Source: U.S. Energy Information Administration, based on Federal Energy Regulatory Commission Financial Reports, as accessed by Ventyx Velocity Suite
There has been a five-fold increase in new electricity transmission investment in the United States by major investors and privately owned companies during the 15 years from 1997 to 2012. The investment increased from $2.7 billion in 1997 to $14.1 billion in 2012—reversing a three-decade decline.
The first major wave of electricity transmission investment ended in the late 1960s. It began with electrification in the early 1900s and was driven by increased use of new transmission technology, the growing use of large central station generating plants to serve large areas, and growing electricity demand following World War II. From then until the mid-1990s, investment in transmission infrastructure declined. It has increased since then for several reasons:
Improving reliability. In mid-August 2003, an electric power blackout lasted up to four days in parts of the U.S. Northeast and Midwest and in Canada, adversely affecting 50 million people and shutting down 62 gigawatts of electric load. The blackout cost an estimated $4 billion to $10 billion in economic losses due to food spoilage, lost production, overtime wages, and powerline damages. In response to the need for a more reliable system, Congress passed legislation in 2005 that directed the Federal Energy Regulatory Commission (FERC) to develop incentive-based rate treatments for interstate transmission.
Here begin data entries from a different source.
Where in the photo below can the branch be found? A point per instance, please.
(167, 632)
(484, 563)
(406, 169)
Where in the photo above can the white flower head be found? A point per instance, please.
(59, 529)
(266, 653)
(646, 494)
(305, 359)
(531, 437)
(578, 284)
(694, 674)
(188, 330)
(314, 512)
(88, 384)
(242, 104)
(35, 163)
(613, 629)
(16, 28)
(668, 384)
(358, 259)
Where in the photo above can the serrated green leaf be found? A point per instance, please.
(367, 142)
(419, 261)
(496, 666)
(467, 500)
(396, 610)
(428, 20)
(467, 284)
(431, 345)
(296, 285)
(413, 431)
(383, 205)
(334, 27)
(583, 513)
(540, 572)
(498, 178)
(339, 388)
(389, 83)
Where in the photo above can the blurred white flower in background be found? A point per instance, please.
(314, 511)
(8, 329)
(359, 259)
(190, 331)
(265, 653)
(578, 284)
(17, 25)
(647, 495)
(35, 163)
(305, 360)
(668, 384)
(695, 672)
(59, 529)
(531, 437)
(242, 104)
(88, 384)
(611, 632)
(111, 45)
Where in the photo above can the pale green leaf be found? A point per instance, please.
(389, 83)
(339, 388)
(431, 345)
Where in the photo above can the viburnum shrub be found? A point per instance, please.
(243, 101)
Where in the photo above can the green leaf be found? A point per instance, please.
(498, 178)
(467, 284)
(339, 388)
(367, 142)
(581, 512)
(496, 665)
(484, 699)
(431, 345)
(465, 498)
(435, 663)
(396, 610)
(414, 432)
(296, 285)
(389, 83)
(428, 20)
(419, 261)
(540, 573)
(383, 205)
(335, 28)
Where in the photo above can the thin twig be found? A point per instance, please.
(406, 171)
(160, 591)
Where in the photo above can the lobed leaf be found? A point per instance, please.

Connecting to renewable energy sources. Policies and incentives such as state renewable portfolio standards and renewable energy tax credits, combined with a substantial decrease in the cost to build large-scale wind turbines, led to tremendous growth in wind generation—from 4 million MWh in 1999 to 141 million MWh in 2012. Utility-scale solar generation also increased in this period. Because the best areas for wind and solar generation are often far from load centers, new transmission infrastructure was built to accommodate these renewable electricity generators.
Accommodating changes in electricity demand. Although overall electricity retail sales have not grown much in recent years—less than 1% annually from 1997 through 2012—the location of that demand has changed. Population shifts require new investment in growing areas, and the areas with greater growth have been in the South and West, where demand for air conditioning is higher.
Increasing costs to build new transmission. The global economic boom of 2004-07, along with a weakened U.S. dollar, raised the prices of raw materials (such as steel and cement), fuel, and labor faster than the rate of inflation. This further increased expenditures for transmission improvements, especially on large station equipment such as transformers and transmission towers, which were in high demand as the number of transmission projects increased.
Reforming markets. Electricity wholesale and retail market restructuring since 1998 led regional transmission organizations to upgrade and build more transmission infrastructure. This restructuring allowed utilities more flexibility to purchase less expensive power from nonutility generators and suppliers located outside their service territories.